İyi Okurların Özellikleri

30.05.2022 © Novelius Edebiyat

Yazan: Mehmet BAHÇECİ

İyi okurların özelliklerine değinmeden önce, şu önemli soruya cevap vererek başlayalım: Türkiye kitap okuyor mu?

Üzülerek belirtiyoruz ki, maalesef ama maalesef arzulanan düzeyde kitap okuduğumuz söylenemez. Düzenli ve bilinçli bir şekilde okuyan çok dar bir çevreye sahibiz. Gelişmiş ülkelerde ortalama kitap okuma süreleri saatlerle telaffuz edilirken ülkemizde bu oran birkaç dakika ile sınırlı kalıyor.

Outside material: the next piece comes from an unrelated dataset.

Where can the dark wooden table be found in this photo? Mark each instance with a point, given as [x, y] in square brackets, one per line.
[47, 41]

Kitap okumak bahsini abartıyor muyuz yoksa? Haddinden fazla mı önem veriyoruz bu işe? Ne olur yani çok okuyan bir toplum olmasak? Ne kaybederiz ki?.. Eğer bu çerçevede düşünmekte olan varsa onlara şu hatırlatmalarda bulunmak isteriz: Almanya, oldukça iyi bir okuma kültürüne sahip, düzenli olarak her gün kitap, dergi ve gazete okuyan, aydın insanlardan müteşekkil bir toplumdur.  Biz ise hemen hemen tam tersiyiz bunların. Okuyan Almanların gelişmişlik düzeyiyle okumayan bizlerinki bir mi? Yani endüstriyel ürün reklamlarında sıklıkla duyduğumuz “üstün Alman teknolojisi” ifadesinin temelleri, biz de entel işi olarak görülen ve takdir edilmek şöyle dursun çoğunlukla dalga geçilen “okumak” alışkanlığı sayesinde atılmıştır. Farkındaysanız onlar bizim yurdumuza değil biz onların yurduna çalışmaya gidiyoruz. Onlar bizim otomobillerimizi değil, biz onların otomobillerini satın alıyoruz. Onların en niteliksiz işlerde çalışanları bile bizim ortalama bir işçimizin çok çok üzerinde bir refah seviyesiyle yaşamını sürdürebiliyor. Onlar emekli aylıklarıyla dünya turlarına çıkarken, bizim emeklimiz geçinmek için çalışmaya devam etmek zorunda kalıyor… Almanya aradaki farkı somut bir şekilde ortaya koymak için dikkatinize sunduğumuz bir örnekti sadece. Ülkemizi, herhangi bir gelişmiş ülkeyle kıyasladığınız vakit, sanattan, bilime, ekonomiden, insan haklarına, hayatın hemen hemen her alanında yerlerde süründüğümüzü istatistiki olarak çok net bir biçimde görebilirsiniz.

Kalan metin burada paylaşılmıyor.